Netflix, the new Shuffle feature arrives: what it’s for

Netflix is ready to launch a new feature that lets the app choose which movie or TV series to watch. Here's how it works

Probably not long before the "Shuffle" feature arrives, even on Netflix: the first sightings on apps for Samsung smart TVs and Amazon Fire have already been reported in the U.S.

So soon, the feature could arrive on all other apps and even in other countries around the world. There are many who hope so, perhaps even Netflix itself since this feature could help users overcome the so-called "Netflix Decision Paralysis Syndrome" (NDPS). The shuffle function, as the name itself says, is used to jump from the content we're watching to another, randomly chosen by the system. For certain types of content it can be useful, but for others it doesn't make much sense. In any case, it's one more feature available to the Netflix subscriber, who will have a button to use it both under the content he's watching and in the app's menu.

What's the point of shuffle on Netflix

The usefulness of a feature like shuffle, which actually chooses instead of the user which is the next content to watch, can have different effects depending on the content offered. As this function is still in the testing phase, we don't know if the choice of the new content will be absolutely random or filtered by some variable: the user's tastes, the same movie genre, an episode of the same series we are already watching, a content we have already started and then abandoned. In the case of linear TV series, in which each episode is preparatory to the next, running the shuffle in a completely random way doesn't make sense: if you haven't seen the previous episodes, you won't understand anything of the proposed content. In the case of movies, instead, it can make sense to change genre and discover new titles, directors and actors we don't know.

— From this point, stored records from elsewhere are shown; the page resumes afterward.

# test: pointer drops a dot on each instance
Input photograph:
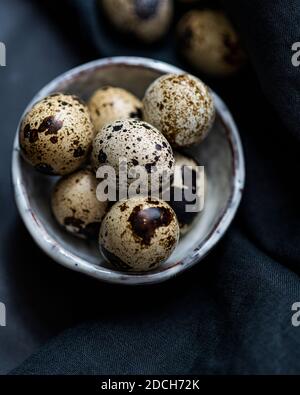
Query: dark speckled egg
(139, 234)
(75, 204)
(56, 134)
(137, 141)
(147, 20)
(209, 42)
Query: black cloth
(231, 314)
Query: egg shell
(140, 143)
(146, 20)
(56, 134)
(181, 107)
(75, 204)
(209, 42)
(139, 234)
(109, 104)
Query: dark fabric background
(229, 314)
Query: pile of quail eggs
(206, 39)
(62, 136)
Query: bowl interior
(218, 154)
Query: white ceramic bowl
(221, 154)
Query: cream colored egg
(210, 43)
(75, 204)
(109, 104)
(181, 107)
(137, 142)
(139, 234)
(56, 134)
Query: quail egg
(109, 104)
(181, 107)
(210, 43)
(137, 142)
(147, 20)
(139, 234)
(189, 177)
(56, 134)
(76, 206)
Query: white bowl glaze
(221, 154)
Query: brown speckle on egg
(138, 234)
(209, 42)
(109, 104)
(111, 144)
(75, 204)
(188, 112)
(56, 134)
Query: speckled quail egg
(137, 141)
(147, 20)
(75, 204)
(56, 134)
(210, 43)
(185, 165)
(109, 104)
(181, 107)
(139, 234)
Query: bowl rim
(60, 254)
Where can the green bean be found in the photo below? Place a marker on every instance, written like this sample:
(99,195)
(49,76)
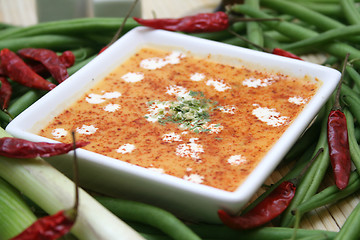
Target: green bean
(253,29)
(329,9)
(54,42)
(77,26)
(312,17)
(350,229)
(151,215)
(329,195)
(277,36)
(222,232)
(326,37)
(354,75)
(311,181)
(296,32)
(350,11)
(293,173)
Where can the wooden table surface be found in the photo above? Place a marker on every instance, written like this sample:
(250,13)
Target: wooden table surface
(23,13)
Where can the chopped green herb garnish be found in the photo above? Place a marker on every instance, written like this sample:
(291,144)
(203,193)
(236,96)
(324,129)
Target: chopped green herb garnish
(190,111)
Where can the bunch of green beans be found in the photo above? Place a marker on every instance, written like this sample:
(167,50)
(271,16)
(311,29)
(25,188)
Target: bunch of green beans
(326,27)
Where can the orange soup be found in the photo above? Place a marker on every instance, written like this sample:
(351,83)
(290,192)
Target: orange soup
(190,117)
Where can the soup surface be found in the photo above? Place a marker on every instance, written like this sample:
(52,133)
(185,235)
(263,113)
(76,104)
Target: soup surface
(193,118)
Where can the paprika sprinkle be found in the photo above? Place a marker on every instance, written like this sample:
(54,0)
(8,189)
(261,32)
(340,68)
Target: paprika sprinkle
(20,148)
(338,142)
(49,59)
(17,70)
(269,208)
(202,22)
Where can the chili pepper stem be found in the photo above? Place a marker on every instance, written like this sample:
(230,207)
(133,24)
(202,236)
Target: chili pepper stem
(338,90)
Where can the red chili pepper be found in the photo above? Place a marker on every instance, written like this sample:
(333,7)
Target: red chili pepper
(49,59)
(339,148)
(271,207)
(276,51)
(48,227)
(281,52)
(338,142)
(16,69)
(5,93)
(202,22)
(67,58)
(21,148)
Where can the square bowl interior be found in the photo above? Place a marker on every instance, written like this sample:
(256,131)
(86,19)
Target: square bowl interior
(117,178)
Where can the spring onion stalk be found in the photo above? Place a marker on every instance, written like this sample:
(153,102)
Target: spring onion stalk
(52,191)
(15,215)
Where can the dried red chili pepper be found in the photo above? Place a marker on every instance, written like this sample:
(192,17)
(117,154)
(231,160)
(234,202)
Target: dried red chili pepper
(21,148)
(49,227)
(49,59)
(17,70)
(281,52)
(338,142)
(55,226)
(269,208)
(202,22)
(67,58)
(5,93)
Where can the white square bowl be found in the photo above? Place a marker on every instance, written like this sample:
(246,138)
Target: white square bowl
(117,178)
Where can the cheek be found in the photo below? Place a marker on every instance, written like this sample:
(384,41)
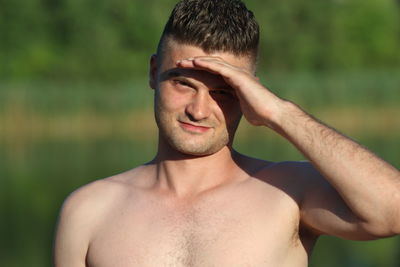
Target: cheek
(170,100)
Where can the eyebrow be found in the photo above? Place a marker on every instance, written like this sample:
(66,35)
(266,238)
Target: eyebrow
(173,74)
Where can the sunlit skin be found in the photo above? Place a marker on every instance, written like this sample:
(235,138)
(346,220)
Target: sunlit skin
(200,203)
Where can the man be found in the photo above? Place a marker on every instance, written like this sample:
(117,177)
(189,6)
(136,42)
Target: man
(201,203)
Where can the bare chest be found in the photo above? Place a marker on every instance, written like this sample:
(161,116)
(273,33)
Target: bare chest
(234,232)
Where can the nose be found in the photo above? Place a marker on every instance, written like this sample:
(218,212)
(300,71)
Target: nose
(200,107)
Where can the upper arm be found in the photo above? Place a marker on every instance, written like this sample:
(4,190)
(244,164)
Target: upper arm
(71,240)
(324,211)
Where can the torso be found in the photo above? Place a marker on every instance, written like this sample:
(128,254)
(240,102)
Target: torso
(251,223)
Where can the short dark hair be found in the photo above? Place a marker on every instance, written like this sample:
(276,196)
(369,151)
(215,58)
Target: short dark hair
(213,25)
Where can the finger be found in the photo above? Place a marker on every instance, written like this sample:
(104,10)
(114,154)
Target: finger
(201,64)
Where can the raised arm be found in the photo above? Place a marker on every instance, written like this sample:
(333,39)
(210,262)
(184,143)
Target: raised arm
(362,199)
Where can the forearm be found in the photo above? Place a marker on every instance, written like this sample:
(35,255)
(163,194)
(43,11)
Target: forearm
(368,185)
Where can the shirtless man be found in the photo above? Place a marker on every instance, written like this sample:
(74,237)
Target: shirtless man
(201,203)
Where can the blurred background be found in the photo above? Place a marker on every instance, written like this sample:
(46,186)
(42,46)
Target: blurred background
(75,105)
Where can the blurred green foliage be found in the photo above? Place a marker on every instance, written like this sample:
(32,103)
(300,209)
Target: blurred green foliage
(75,63)
(110,40)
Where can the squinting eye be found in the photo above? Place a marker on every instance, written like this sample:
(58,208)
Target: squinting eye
(179,82)
(222,92)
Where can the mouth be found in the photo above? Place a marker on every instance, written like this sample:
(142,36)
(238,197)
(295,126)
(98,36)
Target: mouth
(193,128)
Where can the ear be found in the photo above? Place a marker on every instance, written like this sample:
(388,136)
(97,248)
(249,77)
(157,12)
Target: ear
(153,72)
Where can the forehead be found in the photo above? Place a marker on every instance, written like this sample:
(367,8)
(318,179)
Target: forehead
(173,51)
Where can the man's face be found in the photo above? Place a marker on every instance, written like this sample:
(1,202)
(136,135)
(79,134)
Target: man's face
(196,111)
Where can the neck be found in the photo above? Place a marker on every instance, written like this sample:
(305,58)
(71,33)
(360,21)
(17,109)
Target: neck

What is Netflix Decision Paralysis Syndrome

Already several years ago, not long after the arrival of Netflix, the expression "Netflix Decision Paralysis Syndrome" was coined. Do you know when the user scrolls through the list of content available on Netflix for several minutes, without ever deciding what to watch, and maybe finally gets bored and closes the app? Now that's NDPS. Which is bad for both the user and Netflix, because if the user decided right away what to watch their Netflix usage would increase. The shuffle feature, in this respect, could help: don't know what to watch? Netflix decides it.